Friday, May 07, 2004

The General (with the Alloy Orchestra)

* * * * (out of four)
Seen 6 May 2004 at the Museum of Fine Arts, Remis Auditorium (Music for Silent Films)

I'd seen The General before, but not with live accompaniment, and I'd been quite unhappy to miss the Alloy Orchestra's performance of their score at the Somerville Theater back in January. I considered this presentation at the MFA a stroke of luck, especially considering I'm currently working just down the street at Northeastern University.

The General is, after all, one of a very few perfect movies. The only argument one can make against its perfection is that it takes place during the civil war with the Confederate Army being the heroes, but given that the IMDB has it as being based on a memoir, that can't be helped (and I imagine there are parts of the country where this is a point in its favor). Everything else, though, is gold. The General may hold a claim on being the first action comedy, or at least the first great one.
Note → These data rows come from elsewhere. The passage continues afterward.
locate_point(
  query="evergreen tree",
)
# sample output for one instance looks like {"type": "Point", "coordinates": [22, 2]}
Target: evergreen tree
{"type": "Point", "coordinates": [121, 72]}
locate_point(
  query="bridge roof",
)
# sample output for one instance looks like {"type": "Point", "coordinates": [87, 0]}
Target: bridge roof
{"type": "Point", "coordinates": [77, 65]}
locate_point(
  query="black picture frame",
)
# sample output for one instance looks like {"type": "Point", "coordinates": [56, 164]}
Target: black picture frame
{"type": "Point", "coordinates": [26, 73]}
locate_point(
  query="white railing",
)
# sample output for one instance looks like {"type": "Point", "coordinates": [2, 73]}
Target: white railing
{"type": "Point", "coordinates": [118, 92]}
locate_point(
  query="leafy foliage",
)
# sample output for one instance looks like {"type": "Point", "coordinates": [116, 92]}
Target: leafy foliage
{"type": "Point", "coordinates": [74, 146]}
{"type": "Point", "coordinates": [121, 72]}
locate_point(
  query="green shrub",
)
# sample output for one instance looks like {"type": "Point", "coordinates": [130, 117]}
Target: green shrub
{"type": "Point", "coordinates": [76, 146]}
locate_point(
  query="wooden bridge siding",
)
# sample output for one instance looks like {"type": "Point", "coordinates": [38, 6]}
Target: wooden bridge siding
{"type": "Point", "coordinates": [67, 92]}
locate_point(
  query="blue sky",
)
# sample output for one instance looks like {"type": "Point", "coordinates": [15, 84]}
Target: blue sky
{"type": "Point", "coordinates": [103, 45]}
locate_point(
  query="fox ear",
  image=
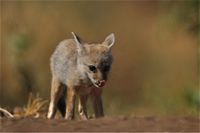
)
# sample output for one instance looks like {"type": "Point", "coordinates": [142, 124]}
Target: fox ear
{"type": "Point", "coordinates": [78, 42]}
{"type": "Point", "coordinates": [110, 40]}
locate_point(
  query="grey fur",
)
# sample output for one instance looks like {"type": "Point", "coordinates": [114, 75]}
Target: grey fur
{"type": "Point", "coordinates": [70, 67]}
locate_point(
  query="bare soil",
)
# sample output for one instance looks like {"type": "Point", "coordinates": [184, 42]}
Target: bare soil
{"type": "Point", "coordinates": [121, 123]}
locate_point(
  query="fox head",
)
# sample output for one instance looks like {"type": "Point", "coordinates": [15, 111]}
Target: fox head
{"type": "Point", "coordinates": [94, 60]}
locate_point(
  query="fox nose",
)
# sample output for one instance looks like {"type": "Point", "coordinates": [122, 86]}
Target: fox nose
{"type": "Point", "coordinates": [100, 83]}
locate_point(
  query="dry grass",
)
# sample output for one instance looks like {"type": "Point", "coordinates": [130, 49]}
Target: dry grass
{"type": "Point", "coordinates": [35, 107]}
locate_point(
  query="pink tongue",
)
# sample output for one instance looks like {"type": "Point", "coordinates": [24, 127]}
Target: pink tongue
{"type": "Point", "coordinates": [102, 83]}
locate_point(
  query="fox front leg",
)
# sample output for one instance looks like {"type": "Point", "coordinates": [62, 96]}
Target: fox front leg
{"type": "Point", "coordinates": [56, 91]}
{"type": "Point", "coordinates": [97, 102]}
{"type": "Point", "coordinates": [82, 109]}
{"type": "Point", "coordinates": [70, 100]}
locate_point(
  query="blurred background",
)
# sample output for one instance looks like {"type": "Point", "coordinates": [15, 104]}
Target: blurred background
{"type": "Point", "coordinates": [156, 58]}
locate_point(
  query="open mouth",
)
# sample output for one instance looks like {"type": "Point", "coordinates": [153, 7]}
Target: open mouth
{"type": "Point", "coordinates": [100, 83]}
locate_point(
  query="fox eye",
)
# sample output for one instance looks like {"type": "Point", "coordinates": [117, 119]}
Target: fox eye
{"type": "Point", "coordinates": [92, 68]}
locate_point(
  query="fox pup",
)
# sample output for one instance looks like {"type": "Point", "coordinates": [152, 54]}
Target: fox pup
{"type": "Point", "coordinates": [79, 69]}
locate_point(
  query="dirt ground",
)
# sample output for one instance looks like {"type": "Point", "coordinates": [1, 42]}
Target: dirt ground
{"type": "Point", "coordinates": [120, 123]}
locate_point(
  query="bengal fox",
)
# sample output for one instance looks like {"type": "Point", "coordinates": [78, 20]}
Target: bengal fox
{"type": "Point", "coordinates": [79, 69]}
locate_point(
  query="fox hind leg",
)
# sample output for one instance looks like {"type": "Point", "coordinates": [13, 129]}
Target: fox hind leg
{"type": "Point", "coordinates": [82, 107]}
{"type": "Point", "coordinates": [70, 101]}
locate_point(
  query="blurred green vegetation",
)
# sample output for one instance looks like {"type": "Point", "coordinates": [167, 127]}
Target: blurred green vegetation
{"type": "Point", "coordinates": [155, 56]}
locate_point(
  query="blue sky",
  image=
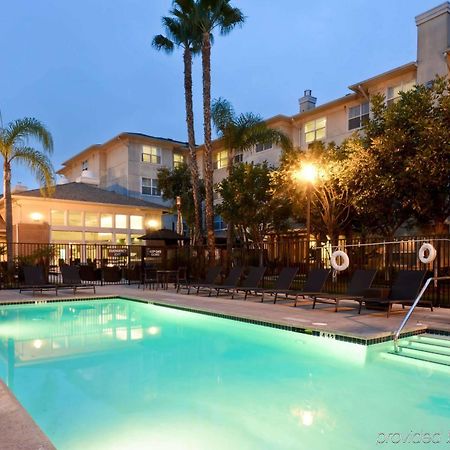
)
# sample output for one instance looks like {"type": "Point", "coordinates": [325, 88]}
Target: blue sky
{"type": "Point", "coordinates": [86, 68]}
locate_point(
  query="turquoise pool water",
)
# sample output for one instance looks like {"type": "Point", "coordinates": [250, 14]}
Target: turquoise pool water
{"type": "Point", "coordinates": [116, 374]}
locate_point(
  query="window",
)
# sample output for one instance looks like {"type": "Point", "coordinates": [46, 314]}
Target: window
{"type": "Point", "coordinates": [91, 220]}
{"type": "Point", "coordinates": [136, 222]}
{"type": "Point", "coordinates": [150, 187]}
{"type": "Point", "coordinates": [262, 147]}
{"type": "Point", "coordinates": [358, 115]}
{"type": "Point", "coordinates": [393, 92]}
{"type": "Point", "coordinates": [315, 130]}
{"type": "Point", "coordinates": [151, 155]}
{"type": "Point", "coordinates": [106, 220]}
{"type": "Point", "coordinates": [221, 159]}
{"type": "Point", "coordinates": [178, 160]}
{"type": "Point", "coordinates": [75, 219]}
{"type": "Point", "coordinates": [58, 217]}
{"type": "Point", "coordinates": [121, 221]}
After establishing its characters with speed and efficiency in the start (Keaton's Johnny Gray is utterly besotted with both his train and his girl; Marion Mack's Annabelle Lee is strong but playful), the rest of the movie is taken up by a series of of set pieces, the most elaborate ever filmed at the time. The mix of action and physical comedy is still impressive, even before you consider that Keaton and co-director Clyde Bruckman did not have blue screens, computer-generated imagery, or many other effects techniques available to them. If they needed a shot of a cannonball nearly missing Keaton, then Keaton nearly got shot by a cannon. It was that simple.

The action in this movie is a work of incredible precision. Keaton performs various acrobatic stunts in service of the adventure and physical comedy without seeming to show off, always accomplishing exactly what he set out to do, whether it be to give his audience a thrill, a laugh, or both at once. Rather than mug for the camera, he reacts to the strange things around him with understated surprise, confused but willing to overcome new obstacles. OK, he seems to be saying, that rail car that was behind my engine is now in front of it - that's clearly impossible, but the question is how to deal with it. (It's not impossible, of course - it's a perfect demonstration of how an object in motion tends to stay in motion)

The Alloy Orchestra contributes a score that matches the film's energy, as well as filling in the odd sound effect with the proper bit of percussion (the score is included on the Image DVD, for those that cannot make a live performance). The movie features solid acting, great action, physical and deadpan comedy, large set-pieces, and absolutely no wasted runtime. The kids in the audience had as much fun as the long-time silent film buffs; there's nothing not to love.